Beitragvon n0b0dy » Fr 13. Aug 2010, 02:43

Bionic hat geschrieben:
n0b0dy hat geschrieben:Marx interessiert mich, weil ich bisher keine Theorie gefunden habe, welche den Kapitalismus besser erklärt und damit auch die Grundlage liefert wie man ihn abschaffen kann und erläutert was die Ursache für die ganzen Probleme wie Ausbeutung, Krisen, Naturzerstörung usw. ist.

Diese Dinge gab es aber ohne den Kapitalismus auch. Ich will damit keineswegs diesen beschönigen! Kommunismus hat nicht funktioniert, dessen Bekämpfung war richtig. Was natürlich nicht heißt, dass deshalb der Kapitalismus richtig ist.

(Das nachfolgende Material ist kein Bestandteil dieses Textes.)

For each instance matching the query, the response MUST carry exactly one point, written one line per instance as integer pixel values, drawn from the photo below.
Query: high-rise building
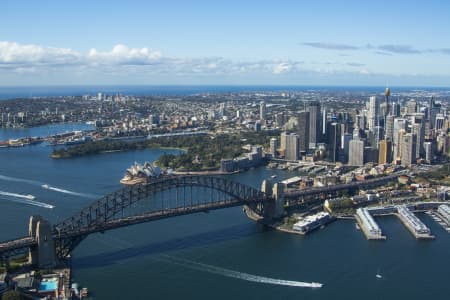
(280, 119)
(439, 123)
(387, 94)
(399, 124)
(385, 152)
(356, 154)
(418, 129)
(396, 109)
(292, 147)
(283, 141)
(314, 124)
(222, 109)
(408, 149)
(303, 130)
(411, 107)
(333, 134)
(262, 110)
(374, 111)
(258, 126)
(273, 147)
(345, 144)
(428, 151)
(389, 128)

Was wären denn deine Vorstellungen, von einer besseren Welt? Dann hätte wir mal eine Grundlage, zum Diskutieren.

Ausbeutung gabs auch im Feudalismus und auch im "Realsozialismus". Allerdings war dies weitgehend direkt gewaltförmige Aneignung und personale Herrschaft & Ausbeutung, während die Ausbeutung im Kapitalismus tauschvermittelt ist und somit strukturell & anonym. Sollte möglichst beides verhindert werden, glaube da sind wir uns einig. :)

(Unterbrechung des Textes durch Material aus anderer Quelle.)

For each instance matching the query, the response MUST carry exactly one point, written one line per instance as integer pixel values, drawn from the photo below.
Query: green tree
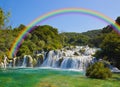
(111, 48)
(98, 70)
(3, 18)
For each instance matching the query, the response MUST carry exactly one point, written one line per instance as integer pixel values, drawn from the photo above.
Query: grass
(52, 78)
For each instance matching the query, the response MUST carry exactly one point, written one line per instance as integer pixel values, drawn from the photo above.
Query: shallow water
(28, 77)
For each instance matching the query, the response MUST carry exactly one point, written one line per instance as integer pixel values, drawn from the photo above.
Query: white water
(63, 59)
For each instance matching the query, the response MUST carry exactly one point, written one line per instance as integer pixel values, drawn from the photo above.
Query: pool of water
(27, 77)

Krisen gab es auch vor dem Kapitalismus oder im Realsozialismus. Allerdings gab es sie dort nicht systemimmanent und zyklisch, sondern aufgrund bestimmter Missernten, Umwelteinflüssen, Ineffizienz zentralstaatlicher Planung. Vor allem war es eine Krise aufgrund fehlender Gebrauchswerte. Krise im Kapitalismus heißt aber nicht, dass etwa 100.000 Menschen täglich verrecken, sondern dass alle paar Jahre die Kapitalverwertung nicht mehr funktioniert, Kapital vernichtet werden muss und so zyklisch die Arbeitslosigkeit schwankt und eine enorme Unsicherheit die Gesellschaft durchzieht.
Für Naturzerstörung gibt es selbst im Kommunismus nach Marx keine Garantie, dass dies nicht passiert, aber es gäbe im Gegensatz zu heute, wo die Produktion und damit Mensch & Natur der Kapitalverwertung untergeordnet sind, keinen systemischen Grund die Natur zu zerstören.
Ich glaube nicht, dass ich den Masterplan für ne bessere Welt habe, aber ich glaube man kann ausgehend von der Marxschen Theorie einige Grundprinzipien ableiten. So etwa dass das Privateigentum an Produktionsmitteln immer die Trennung in Lohnabhängige und Kapitalisten bedeutet und damit auch Ausbeutung und leistungslose Kapitaleinkommen. Eine Alternative wäre Gemeineigentum.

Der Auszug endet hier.